Unlawful Reentry Statute Means What It Says
The U.S. Supreme Court decided this morning that a statute regarding illegal reentry to the United States after being deported means what it says. Justice Sotomayor wrote the unanimous opinion of the Court in United States v. Palomar-Santiago, No. 20-437.
When an alien has been “removed” (i.e., deported), it is a crime to return without authorization. See 8 U.S.C. § 1326(a). This is a more serious crime than illegal entry alone, and it is punishable by up to two years in prison.
Another section of the code requires that aliens who commit “aggravated felonies” must be removed, with few exceptions. That is a valid rule on its face, but the definition of “aggravated felony” is a mess, as I have noted on this blog more than once.
What if an alien is deported by courts interpreting that messy definition, and a later case clarifies that the crime he committed is not an “aggravated felony” after all? Is he still guilty of violating § 1326 if he just goes ahead and reenters illegally? One would think so. The reentry is still illegal regardless of the prior deportation, and it’s a matter of degree. The judgment of deportation still stands until it is set aside.
Congress has already considered the precise question in § 1326(d):
In a criminal proceeding under this section, an alien may not challenge the validity of the deportation order . . . unless the alien demonstrates that—
(1) the alien exhausted any administrative remedies that may have been available to seek relief against the order;
(2) the deportation proceedings at which the order was issued improperly deprived the alien of the opportunity for judicial review; and
(3) the entry of the order was fundamentally unfair.
Does “and” mean “and,” or does it mean “or”?
If that strikes you as an easy question, you’re catching on. All the circuit courts of appeals but one that have considered this question decided that the statute means what it says, and the defendant must meet all three requirements. From today’s opinion:
The Ninth Circuit’s interpretation is incompatible with the text of §1326(d). That section provides that defendants charged with unlawful reentry “may not” challenge their underlying removal orders “unless” they “demonstrat[e]”that three conditions are met: (1) they have “exhausted any administrative remedies,” (2) they were “deprived . . . of the opportunity for judicial review,” and (3) “the entry of the order was fundamentally unfair.” 8 U. S. C. §1326(d). The requirements are connected by the conjunctive “and,” meaning defendants must meet all three. When Congress uses “mandatory language” in an administrative exhaustion provision, “a court may not excuse a failure to exhaust.” Ross v. Blake, 578 U. S. 632, 639 (2016). Yet that is what the Ninth Circuit’s rule does.

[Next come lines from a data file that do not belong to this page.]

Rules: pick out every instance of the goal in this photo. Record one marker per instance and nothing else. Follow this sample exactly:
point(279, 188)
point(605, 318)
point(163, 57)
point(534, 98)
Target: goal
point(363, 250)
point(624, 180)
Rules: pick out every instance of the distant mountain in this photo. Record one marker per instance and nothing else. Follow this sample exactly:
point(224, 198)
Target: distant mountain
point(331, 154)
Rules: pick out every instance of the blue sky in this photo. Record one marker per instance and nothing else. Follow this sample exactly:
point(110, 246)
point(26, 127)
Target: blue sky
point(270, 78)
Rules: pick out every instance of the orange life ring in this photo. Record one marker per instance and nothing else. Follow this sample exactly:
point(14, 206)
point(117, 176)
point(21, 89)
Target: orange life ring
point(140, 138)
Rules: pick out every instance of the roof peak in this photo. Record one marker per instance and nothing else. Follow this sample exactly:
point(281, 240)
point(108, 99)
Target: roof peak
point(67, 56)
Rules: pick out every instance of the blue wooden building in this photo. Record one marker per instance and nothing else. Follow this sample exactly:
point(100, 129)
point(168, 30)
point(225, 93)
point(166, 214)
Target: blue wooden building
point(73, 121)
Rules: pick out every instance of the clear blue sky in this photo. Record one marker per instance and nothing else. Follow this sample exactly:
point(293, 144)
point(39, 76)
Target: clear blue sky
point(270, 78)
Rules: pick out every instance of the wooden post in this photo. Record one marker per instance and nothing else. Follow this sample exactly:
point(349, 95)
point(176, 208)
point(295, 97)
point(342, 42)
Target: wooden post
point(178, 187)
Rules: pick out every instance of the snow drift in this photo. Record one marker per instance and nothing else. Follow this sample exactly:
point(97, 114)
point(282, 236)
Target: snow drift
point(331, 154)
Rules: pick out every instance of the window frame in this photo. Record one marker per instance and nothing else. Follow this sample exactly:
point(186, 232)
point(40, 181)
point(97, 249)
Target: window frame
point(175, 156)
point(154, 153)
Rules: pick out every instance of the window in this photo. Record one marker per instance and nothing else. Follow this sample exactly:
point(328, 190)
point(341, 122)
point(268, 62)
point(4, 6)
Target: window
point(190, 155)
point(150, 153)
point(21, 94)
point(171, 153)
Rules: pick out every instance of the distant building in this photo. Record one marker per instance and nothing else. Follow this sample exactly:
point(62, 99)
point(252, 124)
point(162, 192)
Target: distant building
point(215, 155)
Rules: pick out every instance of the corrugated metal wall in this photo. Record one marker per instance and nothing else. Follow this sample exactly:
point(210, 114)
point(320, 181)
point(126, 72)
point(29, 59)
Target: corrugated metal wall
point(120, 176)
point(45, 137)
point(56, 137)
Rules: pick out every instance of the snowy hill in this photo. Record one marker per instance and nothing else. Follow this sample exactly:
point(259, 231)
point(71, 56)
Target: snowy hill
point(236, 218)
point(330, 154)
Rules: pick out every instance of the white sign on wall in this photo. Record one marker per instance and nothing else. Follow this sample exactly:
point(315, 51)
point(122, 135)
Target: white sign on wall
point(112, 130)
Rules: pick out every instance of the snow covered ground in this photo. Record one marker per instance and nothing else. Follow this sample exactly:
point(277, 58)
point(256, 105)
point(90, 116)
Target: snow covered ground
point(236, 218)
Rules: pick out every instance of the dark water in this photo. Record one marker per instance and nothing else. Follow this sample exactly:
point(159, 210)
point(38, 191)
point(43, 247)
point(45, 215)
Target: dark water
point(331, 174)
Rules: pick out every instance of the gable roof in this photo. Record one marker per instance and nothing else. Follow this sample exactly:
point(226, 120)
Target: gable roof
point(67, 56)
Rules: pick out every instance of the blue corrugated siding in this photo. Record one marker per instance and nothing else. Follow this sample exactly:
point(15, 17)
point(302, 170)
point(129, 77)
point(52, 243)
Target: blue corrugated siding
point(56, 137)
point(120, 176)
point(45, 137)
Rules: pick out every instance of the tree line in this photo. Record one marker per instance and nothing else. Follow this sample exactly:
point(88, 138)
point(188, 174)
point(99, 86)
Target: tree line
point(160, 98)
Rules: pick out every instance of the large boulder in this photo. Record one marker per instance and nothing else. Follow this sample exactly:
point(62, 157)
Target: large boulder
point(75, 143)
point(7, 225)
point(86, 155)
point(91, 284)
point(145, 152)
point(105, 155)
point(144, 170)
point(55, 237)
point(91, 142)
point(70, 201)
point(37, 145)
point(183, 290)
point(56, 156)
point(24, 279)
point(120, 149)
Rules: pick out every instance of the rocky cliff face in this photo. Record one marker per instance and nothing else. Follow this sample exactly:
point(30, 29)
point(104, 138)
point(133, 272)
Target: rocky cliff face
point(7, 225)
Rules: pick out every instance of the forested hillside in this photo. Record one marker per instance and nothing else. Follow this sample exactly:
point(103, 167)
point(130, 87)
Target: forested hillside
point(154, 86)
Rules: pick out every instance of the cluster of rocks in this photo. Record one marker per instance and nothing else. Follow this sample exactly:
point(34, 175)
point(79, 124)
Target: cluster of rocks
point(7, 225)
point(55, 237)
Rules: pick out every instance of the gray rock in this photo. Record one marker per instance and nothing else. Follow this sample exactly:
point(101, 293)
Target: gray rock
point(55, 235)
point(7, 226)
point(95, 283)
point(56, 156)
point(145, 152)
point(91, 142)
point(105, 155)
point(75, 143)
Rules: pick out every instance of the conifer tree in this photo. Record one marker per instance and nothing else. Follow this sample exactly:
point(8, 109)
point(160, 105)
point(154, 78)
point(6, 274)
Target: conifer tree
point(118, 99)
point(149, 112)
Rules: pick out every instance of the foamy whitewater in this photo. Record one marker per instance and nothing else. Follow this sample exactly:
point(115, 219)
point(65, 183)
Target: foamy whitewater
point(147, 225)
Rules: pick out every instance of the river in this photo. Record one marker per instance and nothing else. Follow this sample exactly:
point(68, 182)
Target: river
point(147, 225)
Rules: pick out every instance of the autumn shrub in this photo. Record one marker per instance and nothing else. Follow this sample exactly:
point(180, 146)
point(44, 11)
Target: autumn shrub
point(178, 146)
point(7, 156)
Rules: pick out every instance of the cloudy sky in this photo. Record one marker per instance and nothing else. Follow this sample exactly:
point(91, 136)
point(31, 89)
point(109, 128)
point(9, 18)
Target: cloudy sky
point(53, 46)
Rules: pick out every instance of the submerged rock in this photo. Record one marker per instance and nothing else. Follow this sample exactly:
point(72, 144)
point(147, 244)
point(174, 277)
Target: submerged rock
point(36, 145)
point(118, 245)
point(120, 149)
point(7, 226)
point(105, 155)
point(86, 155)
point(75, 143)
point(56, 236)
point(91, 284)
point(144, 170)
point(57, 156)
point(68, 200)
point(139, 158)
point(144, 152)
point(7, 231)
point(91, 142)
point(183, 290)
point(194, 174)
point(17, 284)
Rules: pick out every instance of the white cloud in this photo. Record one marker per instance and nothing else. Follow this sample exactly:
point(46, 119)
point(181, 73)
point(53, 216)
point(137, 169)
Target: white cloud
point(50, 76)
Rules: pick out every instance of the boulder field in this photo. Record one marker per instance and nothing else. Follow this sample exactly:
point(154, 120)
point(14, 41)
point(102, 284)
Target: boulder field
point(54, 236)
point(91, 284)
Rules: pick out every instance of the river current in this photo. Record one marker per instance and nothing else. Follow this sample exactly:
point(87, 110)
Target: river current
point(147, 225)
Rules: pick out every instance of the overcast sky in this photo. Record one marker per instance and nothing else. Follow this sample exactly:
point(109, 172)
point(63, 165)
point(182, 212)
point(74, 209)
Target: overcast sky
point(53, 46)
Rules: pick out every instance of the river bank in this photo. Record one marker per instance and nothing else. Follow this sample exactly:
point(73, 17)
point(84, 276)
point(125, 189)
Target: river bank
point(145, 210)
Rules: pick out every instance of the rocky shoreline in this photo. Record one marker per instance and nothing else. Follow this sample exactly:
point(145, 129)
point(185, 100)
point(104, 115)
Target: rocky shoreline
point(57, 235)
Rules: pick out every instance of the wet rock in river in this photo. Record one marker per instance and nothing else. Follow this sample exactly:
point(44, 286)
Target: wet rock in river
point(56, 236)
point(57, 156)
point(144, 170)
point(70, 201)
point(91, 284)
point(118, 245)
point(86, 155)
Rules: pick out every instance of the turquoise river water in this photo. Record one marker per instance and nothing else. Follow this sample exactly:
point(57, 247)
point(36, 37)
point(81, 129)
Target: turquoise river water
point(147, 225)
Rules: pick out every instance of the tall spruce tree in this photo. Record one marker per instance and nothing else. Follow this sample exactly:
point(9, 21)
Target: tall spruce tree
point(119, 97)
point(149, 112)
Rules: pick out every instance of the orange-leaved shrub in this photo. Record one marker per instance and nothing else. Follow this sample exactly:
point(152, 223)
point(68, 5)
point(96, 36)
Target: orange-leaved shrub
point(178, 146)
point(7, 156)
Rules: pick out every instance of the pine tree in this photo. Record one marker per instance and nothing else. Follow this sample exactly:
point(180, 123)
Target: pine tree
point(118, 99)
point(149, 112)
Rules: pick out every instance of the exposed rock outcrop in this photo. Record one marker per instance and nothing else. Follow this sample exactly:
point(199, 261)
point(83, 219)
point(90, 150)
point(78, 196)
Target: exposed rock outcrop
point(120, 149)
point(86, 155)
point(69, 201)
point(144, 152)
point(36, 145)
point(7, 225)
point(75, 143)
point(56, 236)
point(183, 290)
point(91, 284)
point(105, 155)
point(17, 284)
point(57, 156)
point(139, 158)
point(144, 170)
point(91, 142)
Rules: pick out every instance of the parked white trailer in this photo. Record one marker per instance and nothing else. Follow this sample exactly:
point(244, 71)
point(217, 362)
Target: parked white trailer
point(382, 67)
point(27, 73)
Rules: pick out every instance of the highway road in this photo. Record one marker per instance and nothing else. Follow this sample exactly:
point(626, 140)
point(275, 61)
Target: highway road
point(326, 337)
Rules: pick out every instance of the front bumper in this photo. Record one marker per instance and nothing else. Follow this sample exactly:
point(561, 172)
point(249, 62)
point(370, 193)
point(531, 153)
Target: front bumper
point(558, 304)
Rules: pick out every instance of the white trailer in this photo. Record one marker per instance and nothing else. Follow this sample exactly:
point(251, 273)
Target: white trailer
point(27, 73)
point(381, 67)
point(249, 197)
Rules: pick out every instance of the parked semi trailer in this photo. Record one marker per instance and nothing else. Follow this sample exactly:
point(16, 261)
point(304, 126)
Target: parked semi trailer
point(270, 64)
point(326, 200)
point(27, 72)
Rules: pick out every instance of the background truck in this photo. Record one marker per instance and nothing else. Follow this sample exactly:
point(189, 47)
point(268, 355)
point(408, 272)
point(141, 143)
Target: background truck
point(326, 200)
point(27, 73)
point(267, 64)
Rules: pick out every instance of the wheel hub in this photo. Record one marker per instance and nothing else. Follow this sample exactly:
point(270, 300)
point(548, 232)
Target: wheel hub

In other action, the Monday orders list did not take up any new cases for full briefing and argument.
In Johnson v. Precythe, No. 20-287, Justices Breyer and Sotomayor dissent from the Court’s turning down another Missouri murderer claiming that his unique condition makes lethal injection with pentobarbital “cruel and unusual” for him, even though it is the best method available generally.